Sure. In Firefox I can put CSS and SVG filters for canvas behind
different prefs so that we can enable the CSS part without exposing
the SVG part.

>
>>
>> Here's a more fleshed-out proposal that attempts to define the edge
>> cases I've encountered during development.
>>
>> The ctx.filter property should behave like the ctx.font property in some
>> senses:
>>  - It's part of the state of the context and honors ctx.save() and
>> ctx.restore().
>>  - Setting an invalid value is ignored silently.
>>  - Both "inherit" and "initial" are invalid values, as with font.
>>  - Setting a valid value sets the current state's filter to that
>> value, and the getter will now return this value, possibly
>> reserialized.
>> Question: Do we want the getter to return the serialized form of the
>> filter?
>
>
> Since it's an attribute, it would be strange if it returns a different
> string. It should return the same value that it was set to.

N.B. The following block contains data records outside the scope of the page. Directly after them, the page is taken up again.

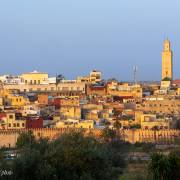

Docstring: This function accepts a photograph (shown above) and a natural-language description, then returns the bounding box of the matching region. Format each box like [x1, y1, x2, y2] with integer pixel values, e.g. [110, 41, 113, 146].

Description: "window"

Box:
[9, 114, 13, 119]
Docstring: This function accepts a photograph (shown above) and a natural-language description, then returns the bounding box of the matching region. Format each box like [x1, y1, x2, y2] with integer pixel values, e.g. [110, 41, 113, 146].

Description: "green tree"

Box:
[149, 153, 170, 180]
[9, 132, 124, 180]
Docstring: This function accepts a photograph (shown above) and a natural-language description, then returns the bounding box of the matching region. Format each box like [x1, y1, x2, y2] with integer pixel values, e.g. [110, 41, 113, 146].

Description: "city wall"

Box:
[0, 128, 180, 147]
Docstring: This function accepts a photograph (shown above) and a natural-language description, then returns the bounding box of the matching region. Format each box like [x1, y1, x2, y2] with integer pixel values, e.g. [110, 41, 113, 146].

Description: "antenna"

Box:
[133, 66, 138, 85]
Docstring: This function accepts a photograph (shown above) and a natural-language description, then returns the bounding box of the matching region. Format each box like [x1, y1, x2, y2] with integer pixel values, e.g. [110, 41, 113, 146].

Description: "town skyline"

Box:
[0, 0, 180, 80]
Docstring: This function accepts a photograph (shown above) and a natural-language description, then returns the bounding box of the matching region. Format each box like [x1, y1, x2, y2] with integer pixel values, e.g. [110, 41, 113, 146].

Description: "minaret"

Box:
[162, 39, 173, 80]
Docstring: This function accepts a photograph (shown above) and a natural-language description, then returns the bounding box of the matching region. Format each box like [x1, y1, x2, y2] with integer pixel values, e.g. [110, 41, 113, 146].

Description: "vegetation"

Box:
[149, 153, 180, 180]
[0, 128, 180, 180]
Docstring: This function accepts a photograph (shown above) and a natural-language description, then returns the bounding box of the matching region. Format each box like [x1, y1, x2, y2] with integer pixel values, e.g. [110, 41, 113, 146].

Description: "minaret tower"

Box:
[162, 39, 173, 80]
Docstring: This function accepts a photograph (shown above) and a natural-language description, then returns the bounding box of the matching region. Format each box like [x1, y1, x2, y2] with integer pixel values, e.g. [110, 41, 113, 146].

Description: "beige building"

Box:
[107, 83, 142, 98]
[135, 111, 172, 129]
[77, 70, 102, 84]
[56, 120, 94, 129]
[21, 71, 48, 85]
[140, 96, 180, 115]
[59, 106, 81, 119]
[0, 113, 26, 129]
[162, 39, 173, 80]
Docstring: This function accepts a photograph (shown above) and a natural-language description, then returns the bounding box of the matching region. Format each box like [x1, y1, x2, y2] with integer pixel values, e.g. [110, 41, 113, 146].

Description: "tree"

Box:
[113, 120, 122, 130]
[8, 132, 124, 180]
[149, 153, 180, 180]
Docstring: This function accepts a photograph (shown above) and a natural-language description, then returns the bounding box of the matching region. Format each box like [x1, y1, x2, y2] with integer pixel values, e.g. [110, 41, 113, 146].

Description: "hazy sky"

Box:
[0, 0, 180, 80]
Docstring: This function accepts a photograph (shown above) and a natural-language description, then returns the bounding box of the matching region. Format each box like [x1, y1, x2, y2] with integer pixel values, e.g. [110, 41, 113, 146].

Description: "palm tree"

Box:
[149, 153, 170, 180]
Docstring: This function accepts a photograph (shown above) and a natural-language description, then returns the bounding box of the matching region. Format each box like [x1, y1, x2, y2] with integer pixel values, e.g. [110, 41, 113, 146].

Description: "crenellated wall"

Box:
[0, 128, 180, 147]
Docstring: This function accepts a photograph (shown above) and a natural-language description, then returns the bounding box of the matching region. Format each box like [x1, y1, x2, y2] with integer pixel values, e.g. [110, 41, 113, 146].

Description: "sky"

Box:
[0, 0, 180, 80]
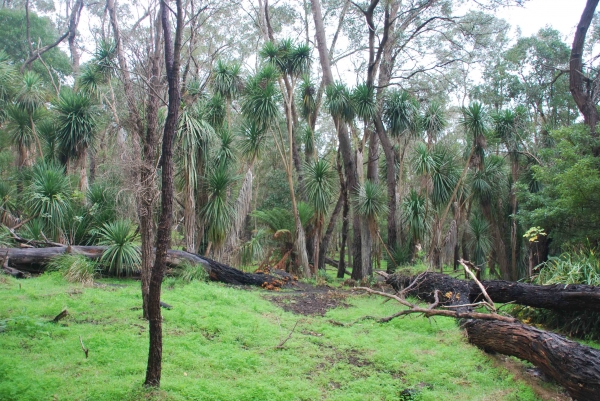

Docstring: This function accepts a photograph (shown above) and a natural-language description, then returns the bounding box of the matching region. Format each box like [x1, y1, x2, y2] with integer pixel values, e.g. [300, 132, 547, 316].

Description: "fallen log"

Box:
[0, 246, 294, 287]
[390, 273, 600, 401]
[386, 272, 600, 312]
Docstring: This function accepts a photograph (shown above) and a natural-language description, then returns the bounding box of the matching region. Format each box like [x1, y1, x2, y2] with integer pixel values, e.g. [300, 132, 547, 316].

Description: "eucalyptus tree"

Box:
[224, 121, 267, 260]
[493, 106, 527, 277]
[211, 60, 244, 130]
[14, 71, 48, 157]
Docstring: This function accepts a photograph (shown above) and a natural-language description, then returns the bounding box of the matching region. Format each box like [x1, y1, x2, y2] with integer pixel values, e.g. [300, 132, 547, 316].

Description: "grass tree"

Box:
[25, 161, 71, 242]
[225, 121, 267, 260]
[304, 159, 336, 270]
[176, 103, 215, 252]
[14, 71, 47, 157]
[242, 64, 311, 277]
[54, 89, 98, 193]
[211, 60, 244, 129]
[354, 180, 388, 278]
[492, 106, 527, 277]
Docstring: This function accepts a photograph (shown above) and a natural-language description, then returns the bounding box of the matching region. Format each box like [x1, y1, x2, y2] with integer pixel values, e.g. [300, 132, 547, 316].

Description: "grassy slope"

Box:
[0, 273, 535, 401]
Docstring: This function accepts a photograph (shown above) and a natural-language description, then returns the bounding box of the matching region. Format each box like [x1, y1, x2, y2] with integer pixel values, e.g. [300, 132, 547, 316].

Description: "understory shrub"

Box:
[511, 248, 600, 341]
[48, 254, 98, 286]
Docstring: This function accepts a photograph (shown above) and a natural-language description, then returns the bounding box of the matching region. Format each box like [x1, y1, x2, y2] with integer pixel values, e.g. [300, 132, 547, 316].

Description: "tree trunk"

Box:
[386, 273, 600, 312]
[0, 246, 293, 287]
[145, 0, 184, 387]
[310, 0, 362, 278]
[318, 192, 344, 269]
[569, 0, 599, 138]
[388, 273, 600, 401]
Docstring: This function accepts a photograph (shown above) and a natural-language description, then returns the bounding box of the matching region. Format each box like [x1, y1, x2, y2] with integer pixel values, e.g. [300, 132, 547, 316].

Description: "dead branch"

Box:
[275, 320, 300, 349]
[354, 287, 518, 323]
[79, 336, 90, 359]
[458, 259, 496, 312]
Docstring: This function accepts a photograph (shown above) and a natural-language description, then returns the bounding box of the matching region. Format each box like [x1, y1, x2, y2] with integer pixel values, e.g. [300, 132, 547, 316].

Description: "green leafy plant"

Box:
[48, 254, 98, 286]
[177, 263, 208, 283]
[98, 220, 142, 277]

I agree, returning the exact value that was assigned would be less
surprising. I brought this up because the font attribute does
something like this: Its getter returns a serialized value that
doesn't contain the line-height part, and also leaves out some
subproperty values that have default values.

>> Interaction with shadow:
>>  - If both a filter and a shadow are set on the canvas, filtering will
>> happen first, with the shadow being applied to the filtered results.
>> In that case the global composite operation will be respected when
>> compositing the result with shadow into the canvas.
>>  - As a consequence of the other statements, this is true: If a valid
>> filter is used, appending " drop-shadow(<shadowOffsetX>px
>> <shadowOffsetY>px <shadowBlur>px <shadowColor>)" to the filter will
>> have the same results as using the shadow properties, even if there is
>> a transform on the context.
>
>
> Since you can do a shadow with the filter attribute, maybe we can specify
> that the shadow attribute is ignored?

Hmm, we could do that but I don't really see the benefits. I think
it's more surprising to users when shadows stop working as soon as
they set a filter than if they just keep working.